After moving two boxes into place, and clearing a path through the soil, we called it a day. And we were relieved on Day 2 when about 12 people showed up to help. The boxes, made of recycled hardwood, needed an army to move into place, and as well as it was fun meeting new people and sharing the experience with an impromptu team of gardeners, the adage that “many hands make light work” had never felt more relevant.
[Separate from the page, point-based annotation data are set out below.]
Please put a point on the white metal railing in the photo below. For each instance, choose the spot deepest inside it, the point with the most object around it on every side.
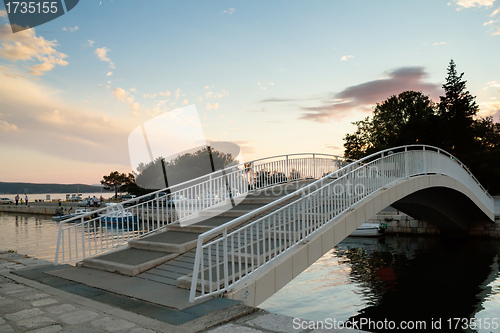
(109, 227)
(231, 254)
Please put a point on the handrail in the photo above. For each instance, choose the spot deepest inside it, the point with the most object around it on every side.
(224, 249)
(89, 234)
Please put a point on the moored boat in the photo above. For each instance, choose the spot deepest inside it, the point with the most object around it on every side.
(116, 214)
(78, 212)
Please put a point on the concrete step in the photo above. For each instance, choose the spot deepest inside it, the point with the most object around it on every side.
(167, 241)
(202, 226)
(128, 261)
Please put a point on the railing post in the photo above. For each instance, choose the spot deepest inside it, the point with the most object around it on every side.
(198, 259)
(225, 258)
(58, 243)
(314, 166)
(287, 170)
(425, 161)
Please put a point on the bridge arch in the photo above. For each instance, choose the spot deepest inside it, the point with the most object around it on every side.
(308, 227)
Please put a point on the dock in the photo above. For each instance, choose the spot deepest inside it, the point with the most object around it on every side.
(32, 299)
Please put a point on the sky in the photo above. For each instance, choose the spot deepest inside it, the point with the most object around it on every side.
(274, 77)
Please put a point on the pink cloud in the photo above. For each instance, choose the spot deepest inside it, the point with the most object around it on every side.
(365, 95)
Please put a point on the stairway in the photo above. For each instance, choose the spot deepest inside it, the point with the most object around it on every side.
(155, 249)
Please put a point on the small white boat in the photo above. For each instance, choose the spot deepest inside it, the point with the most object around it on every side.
(78, 212)
(369, 230)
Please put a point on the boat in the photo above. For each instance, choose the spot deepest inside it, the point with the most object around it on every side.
(116, 214)
(78, 212)
(369, 230)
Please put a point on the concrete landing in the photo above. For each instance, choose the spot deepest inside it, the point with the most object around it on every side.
(151, 251)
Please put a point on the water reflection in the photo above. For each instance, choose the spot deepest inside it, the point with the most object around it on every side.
(398, 279)
(424, 278)
(33, 235)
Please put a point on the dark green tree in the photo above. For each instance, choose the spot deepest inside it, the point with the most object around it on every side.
(456, 111)
(161, 173)
(452, 125)
(116, 181)
(399, 120)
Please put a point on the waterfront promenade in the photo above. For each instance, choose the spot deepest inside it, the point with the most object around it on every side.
(27, 305)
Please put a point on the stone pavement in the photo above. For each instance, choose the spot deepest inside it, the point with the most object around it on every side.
(29, 306)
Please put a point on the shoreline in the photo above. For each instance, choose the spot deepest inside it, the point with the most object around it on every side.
(30, 304)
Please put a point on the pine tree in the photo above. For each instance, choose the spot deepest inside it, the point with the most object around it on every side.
(457, 109)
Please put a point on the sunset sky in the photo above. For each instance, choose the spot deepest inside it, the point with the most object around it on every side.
(274, 77)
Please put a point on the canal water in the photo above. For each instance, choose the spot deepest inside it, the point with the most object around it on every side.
(398, 279)
(33, 235)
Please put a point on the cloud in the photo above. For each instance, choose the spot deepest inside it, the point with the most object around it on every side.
(123, 96)
(496, 32)
(253, 111)
(5, 126)
(71, 29)
(213, 94)
(102, 54)
(489, 108)
(365, 95)
(473, 3)
(34, 118)
(212, 106)
(26, 46)
(229, 11)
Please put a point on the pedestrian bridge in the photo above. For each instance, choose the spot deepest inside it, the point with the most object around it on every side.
(246, 231)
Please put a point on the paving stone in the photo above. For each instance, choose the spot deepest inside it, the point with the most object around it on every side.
(112, 324)
(47, 329)
(13, 288)
(79, 329)
(5, 301)
(12, 307)
(24, 314)
(78, 317)
(44, 301)
(273, 322)
(35, 322)
(60, 309)
(33, 297)
(141, 330)
(15, 292)
(231, 328)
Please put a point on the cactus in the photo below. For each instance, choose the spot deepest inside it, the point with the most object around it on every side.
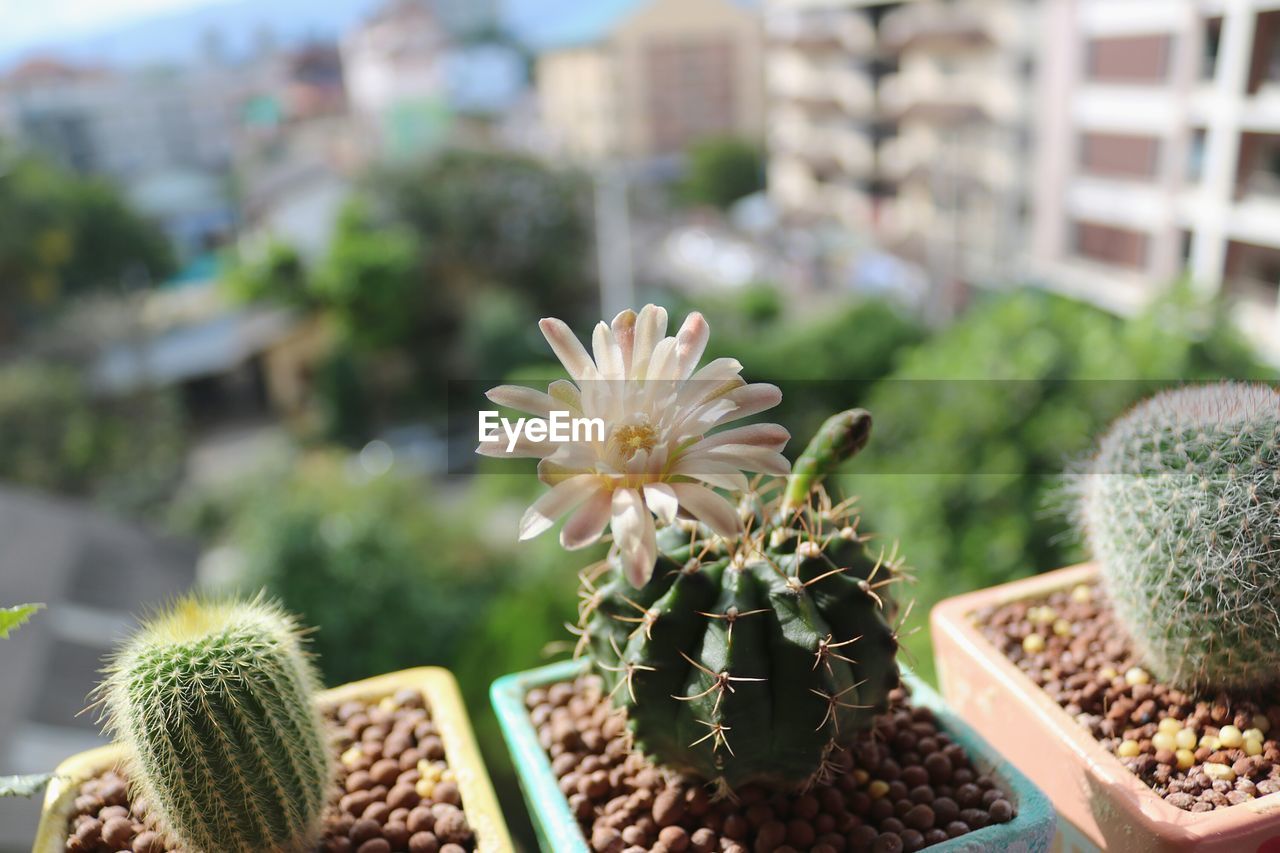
(750, 660)
(214, 703)
(1182, 509)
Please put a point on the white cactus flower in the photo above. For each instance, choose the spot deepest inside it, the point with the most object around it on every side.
(659, 454)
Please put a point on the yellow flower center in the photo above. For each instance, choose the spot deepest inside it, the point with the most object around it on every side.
(630, 439)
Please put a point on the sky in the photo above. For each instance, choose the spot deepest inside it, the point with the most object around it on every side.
(27, 23)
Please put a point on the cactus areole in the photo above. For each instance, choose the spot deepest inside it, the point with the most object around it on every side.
(1182, 509)
(214, 703)
(753, 658)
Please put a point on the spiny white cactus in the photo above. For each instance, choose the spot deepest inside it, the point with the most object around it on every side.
(214, 702)
(1182, 507)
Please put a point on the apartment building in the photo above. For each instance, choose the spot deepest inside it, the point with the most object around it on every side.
(1160, 153)
(640, 80)
(908, 122)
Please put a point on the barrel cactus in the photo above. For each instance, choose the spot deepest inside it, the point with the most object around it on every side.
(1182, 509)
(752, 658)
(214, 703)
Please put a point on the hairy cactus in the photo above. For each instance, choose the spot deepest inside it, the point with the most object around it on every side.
(214, 703)
(1182, 507)
(750, 660)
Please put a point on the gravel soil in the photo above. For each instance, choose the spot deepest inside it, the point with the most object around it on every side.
(394, 790)
(903, 787)
(1197, 752)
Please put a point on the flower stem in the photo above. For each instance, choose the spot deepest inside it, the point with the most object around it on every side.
(839, 441)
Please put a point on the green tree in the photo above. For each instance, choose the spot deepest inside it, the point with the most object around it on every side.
(977, 425)
(62, 235)
(721, 170)
(493, 219)
(54, 436)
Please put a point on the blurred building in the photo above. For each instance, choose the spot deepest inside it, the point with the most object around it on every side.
(1160, 151)
(644, 78)
(394, 65)
(165, 135)
(909, 123)
(423, 74)
(95, 574)
(124, 123)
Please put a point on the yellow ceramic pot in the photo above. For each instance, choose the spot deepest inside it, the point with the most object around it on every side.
(446, 705)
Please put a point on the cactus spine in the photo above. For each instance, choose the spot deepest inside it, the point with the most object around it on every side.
(214, 703)
(1182, 507)
(750, 660)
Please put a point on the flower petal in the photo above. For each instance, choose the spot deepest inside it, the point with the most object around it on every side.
(690, 343)
(522, 448)
(625, 333)
(565, 392)
(722, 475)
(750, 400)
(556, 502)
(760, 460)
(662, 500)
(709, 509)
(771, 436)
(526, 400)
(608, 354)
(635, 536)
(567, 349)
(588, 523)
(650, 328)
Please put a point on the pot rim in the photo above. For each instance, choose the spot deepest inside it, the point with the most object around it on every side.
(952, 620)
(1031, 830)
(442, 693)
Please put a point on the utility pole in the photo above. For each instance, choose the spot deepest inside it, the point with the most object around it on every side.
(613, 238)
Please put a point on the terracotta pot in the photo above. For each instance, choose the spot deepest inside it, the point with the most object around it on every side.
(1100, 803)
(447, 710)
(1031, 831)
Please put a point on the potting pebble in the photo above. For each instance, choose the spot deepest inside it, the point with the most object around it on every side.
(903, 787)
(1198, 752)
(394, 790)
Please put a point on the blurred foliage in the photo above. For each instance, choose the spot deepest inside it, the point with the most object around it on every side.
(62, 235)
(489, 218)
(823, 361)
(721, 170)
(437, 270)
(16, 616)
(977, 425)
(393, 574)
(54, 436)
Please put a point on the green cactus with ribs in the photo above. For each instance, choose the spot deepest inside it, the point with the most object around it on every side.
(1182, 509)
(754, 658)
(214, 702)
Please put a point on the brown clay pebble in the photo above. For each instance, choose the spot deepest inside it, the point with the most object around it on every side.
(896, 803)
(423, 843)
(376, 807)
(1128, 702)
(118, 833)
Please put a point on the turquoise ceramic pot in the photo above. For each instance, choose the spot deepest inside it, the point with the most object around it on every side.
(1032, 831)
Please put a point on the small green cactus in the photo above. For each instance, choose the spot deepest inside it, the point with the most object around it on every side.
(750, 660)
(215, 705)
(1182, 509)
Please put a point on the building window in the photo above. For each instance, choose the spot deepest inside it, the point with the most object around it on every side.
(1258, 172)
(1129, 59)
(1118, 155)
(691, 91)
(1265, 64)
(1211, 45)
(1111, 245)
(1196, 156)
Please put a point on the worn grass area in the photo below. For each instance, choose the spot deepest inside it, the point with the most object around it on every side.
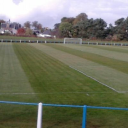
(53, 81)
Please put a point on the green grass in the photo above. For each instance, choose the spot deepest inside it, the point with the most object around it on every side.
(53, 81)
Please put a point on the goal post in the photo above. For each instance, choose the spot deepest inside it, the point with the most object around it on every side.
(72, 41)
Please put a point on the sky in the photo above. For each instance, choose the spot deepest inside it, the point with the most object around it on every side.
(50, 12)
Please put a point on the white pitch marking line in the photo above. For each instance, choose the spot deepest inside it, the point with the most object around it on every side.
(98, 81)
(18, 93)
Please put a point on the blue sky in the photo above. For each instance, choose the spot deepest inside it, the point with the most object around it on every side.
(49, 12)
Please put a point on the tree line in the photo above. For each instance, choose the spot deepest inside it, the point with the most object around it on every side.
(83, 27)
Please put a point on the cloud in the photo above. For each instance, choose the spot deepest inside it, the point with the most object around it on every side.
(17, 1)
(49, 12)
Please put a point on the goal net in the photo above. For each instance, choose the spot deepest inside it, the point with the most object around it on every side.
(72, 40)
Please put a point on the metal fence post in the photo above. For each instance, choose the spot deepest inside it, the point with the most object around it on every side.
(39, 116)
(84, 116)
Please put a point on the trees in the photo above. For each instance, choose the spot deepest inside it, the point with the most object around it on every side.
(1, 21)
(80, 17)
(65, 29)
(28, 32)
(21, 31)
(27, 24)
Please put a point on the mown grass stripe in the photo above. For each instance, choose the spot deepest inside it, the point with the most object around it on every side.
(109, 76)
(109, 62)
(105, 53)
(111, 48)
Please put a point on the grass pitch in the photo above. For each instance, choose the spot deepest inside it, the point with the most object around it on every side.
(44, 68)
This installation was initially intended for exhibition in the 19th Biennale of Sydney on Cockatoo Island. There it would have sat in the remains of an old sandstone cottage. The work is now at Earlwood Farm because of a complicated set of circumstances involving Art events, corporate sponsorship, mandatory detention and an individual’s politics and agency. That is to say, de Vietri was one of the two artists that remained boycotted from the Sydney Biennale due to the founding Sponsor’s, Transfield, $1.2bn worth of contracts with the Federal Government to manage offshore detention centres. The Boycott story is long and complicated–you can read about it here, here and here, and a bunch of other places if you care to ask Dr Google–but the nub of the issue with regards to the Garden of Bad Flowers is that although Transfield and the Biennale of Sydney had parted ways, Gabrielle de Vietri remained boycotted. Maria White has written an compelling piece on this for the CoFA publication Framework called “Time to Look at the Art”; which argues that, in the wake of the break-up between the BOS and Transfield, the Biennale quickly tried to distance themselves from the politics of the situation by cancelling public forum on the issues and claiming it was now “time to look at the art”, as if art and politics can be separated. For White, de Vietri’s “desire to remove herself completely from the Biennale is clear, making her involvement with the Boycott and her politics inextricable from the work itself”. Keeping the work political. I like this reading and I hope that lots of people come and visit us at the farm and experience the work first hand.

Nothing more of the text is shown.